GPU performance is extremely sensitive to memory bandwidth. The framebuffer, the depth buffer and all the different textures used in a frame all easily add up to a huge amount of data that has to be read each frame. On the other hand GPUs are not as sensitive to memory access times as CPUs are. As GPUs mostly work on many tasks in parallel memory access times can be hidden by switching to another task while one task waits for its data. For those reasons graphics cards contain huge amounts of custom memory chips. Also for this reason there is a gigantic discrepancy between low end graphics chips, which use the main memory together with the CPU and high end dedicated graphics chips which use very wide connections to dedicated RAM. Bandwidth can range from 14.4 GiB/s (for a GeForce 720) to 336 GiB/s (for a GeForce 780 Ti).

Modern GPUs contain a huge amount of compute units. Vertex and fragment programs run on the same compute units and are dynamically scheduled. Like CPUs GPUs can use SIMD instructions but unlike CPUs thanks to the restricted programming model programs can be recompiled so that one SIMD instruction can work on multiple vertices or pixels at once. But this trick breaks down when dynamic flow control is used because at that point the calculations done by the same program on different data can converge. Some GPUs handle this by always executing all branches but not writing to memory when executing an inactive branch. Dynamic flow control can be a performance problem on CPUs but it is typically a much bigger one on GPUs.

GPUs also use Symmetric Multithreading (SMT) – multiple shader programs are assigned to every compute unit and during stalls (for example when waiting for memory) the compute units can switch the programs. CPUs also do this and intel calls it Hyperthreading but it is a more effective strategy for GPUs due to the parallel workloads.

Those strategies can fail when the workloads for the GPU are very small – typically when triangles are rendered which are only a few pixels in size. When the typical workload size is smaller than what one compute unit can handle in parallel, performance goes down.

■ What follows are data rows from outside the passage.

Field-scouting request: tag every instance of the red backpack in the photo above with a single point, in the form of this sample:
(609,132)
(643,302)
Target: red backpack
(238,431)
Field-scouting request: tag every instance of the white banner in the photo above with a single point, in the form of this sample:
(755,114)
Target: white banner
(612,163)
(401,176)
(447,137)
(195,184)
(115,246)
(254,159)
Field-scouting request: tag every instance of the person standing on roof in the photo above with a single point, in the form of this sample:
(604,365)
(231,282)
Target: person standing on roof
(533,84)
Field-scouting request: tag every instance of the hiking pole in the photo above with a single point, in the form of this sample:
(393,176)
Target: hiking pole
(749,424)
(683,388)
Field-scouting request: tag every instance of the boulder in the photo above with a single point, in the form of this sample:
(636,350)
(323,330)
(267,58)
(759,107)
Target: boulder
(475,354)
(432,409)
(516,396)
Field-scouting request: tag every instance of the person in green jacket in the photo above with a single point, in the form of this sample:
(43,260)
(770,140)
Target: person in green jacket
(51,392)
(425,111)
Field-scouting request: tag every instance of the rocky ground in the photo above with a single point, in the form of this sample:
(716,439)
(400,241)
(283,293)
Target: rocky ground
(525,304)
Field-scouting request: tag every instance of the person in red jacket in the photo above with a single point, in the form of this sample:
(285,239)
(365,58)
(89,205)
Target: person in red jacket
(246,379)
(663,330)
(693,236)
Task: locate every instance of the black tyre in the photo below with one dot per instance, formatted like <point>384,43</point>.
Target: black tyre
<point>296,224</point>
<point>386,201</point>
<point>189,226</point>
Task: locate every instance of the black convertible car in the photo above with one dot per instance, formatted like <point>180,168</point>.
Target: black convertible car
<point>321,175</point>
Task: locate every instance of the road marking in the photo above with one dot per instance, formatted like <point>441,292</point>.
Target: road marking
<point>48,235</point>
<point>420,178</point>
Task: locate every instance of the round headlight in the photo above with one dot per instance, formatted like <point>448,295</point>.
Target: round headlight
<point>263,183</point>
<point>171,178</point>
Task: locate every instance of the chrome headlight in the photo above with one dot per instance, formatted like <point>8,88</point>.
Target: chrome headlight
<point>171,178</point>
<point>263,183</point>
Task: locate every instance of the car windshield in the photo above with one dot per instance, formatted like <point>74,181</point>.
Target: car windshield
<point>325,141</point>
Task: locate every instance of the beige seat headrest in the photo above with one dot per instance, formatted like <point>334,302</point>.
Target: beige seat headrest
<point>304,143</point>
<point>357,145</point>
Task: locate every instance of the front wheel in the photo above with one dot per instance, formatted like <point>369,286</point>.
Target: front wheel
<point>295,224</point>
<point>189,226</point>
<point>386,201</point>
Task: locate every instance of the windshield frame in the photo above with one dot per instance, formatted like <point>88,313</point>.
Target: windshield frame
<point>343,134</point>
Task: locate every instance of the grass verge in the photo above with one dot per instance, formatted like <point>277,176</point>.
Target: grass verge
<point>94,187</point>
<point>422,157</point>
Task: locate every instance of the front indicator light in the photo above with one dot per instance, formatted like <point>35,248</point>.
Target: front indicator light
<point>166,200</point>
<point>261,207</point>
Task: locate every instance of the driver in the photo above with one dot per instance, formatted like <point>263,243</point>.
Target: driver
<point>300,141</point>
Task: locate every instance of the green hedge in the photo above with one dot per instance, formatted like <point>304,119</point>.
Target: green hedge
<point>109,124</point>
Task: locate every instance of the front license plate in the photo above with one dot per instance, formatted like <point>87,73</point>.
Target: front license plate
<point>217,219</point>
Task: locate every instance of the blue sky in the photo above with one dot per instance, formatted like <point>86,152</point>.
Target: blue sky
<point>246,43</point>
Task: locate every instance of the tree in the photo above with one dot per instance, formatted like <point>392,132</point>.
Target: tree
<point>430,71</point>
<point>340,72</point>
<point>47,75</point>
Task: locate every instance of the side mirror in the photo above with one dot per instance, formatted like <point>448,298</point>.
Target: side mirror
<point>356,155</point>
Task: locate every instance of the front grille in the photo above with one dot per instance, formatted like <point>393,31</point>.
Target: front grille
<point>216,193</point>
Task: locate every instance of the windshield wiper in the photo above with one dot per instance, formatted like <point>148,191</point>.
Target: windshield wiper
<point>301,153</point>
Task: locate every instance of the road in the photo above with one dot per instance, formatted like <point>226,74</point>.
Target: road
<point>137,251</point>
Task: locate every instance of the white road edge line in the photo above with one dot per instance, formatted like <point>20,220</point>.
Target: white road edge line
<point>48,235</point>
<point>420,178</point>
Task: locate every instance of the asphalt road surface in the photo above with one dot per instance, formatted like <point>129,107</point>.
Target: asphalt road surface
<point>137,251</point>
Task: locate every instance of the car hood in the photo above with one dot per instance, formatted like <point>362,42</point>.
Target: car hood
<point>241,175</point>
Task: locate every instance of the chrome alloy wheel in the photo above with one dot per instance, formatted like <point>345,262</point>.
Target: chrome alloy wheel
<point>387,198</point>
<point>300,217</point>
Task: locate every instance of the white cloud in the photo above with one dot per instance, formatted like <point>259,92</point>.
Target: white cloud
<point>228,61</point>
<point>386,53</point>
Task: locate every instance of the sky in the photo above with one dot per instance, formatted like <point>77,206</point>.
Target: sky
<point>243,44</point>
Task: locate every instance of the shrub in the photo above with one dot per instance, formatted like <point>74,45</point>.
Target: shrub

But all that considered the biggest performance trap when programming games is the CPU-GPU communication. Bandwidth between CPU and GPU is often low and drivers often do a lot of unpredictable extra work when graphics functions are called. Even worse when data is transferred from the GPU to the CPU all parallel workloads have to be finished first to move the GPU into a defined state. Therefore CPU-GPU communication should be minimized by minimizing GPU state changes and draw calls. Transferring data from the GPU to the CPU can and should mostly be avoided completely.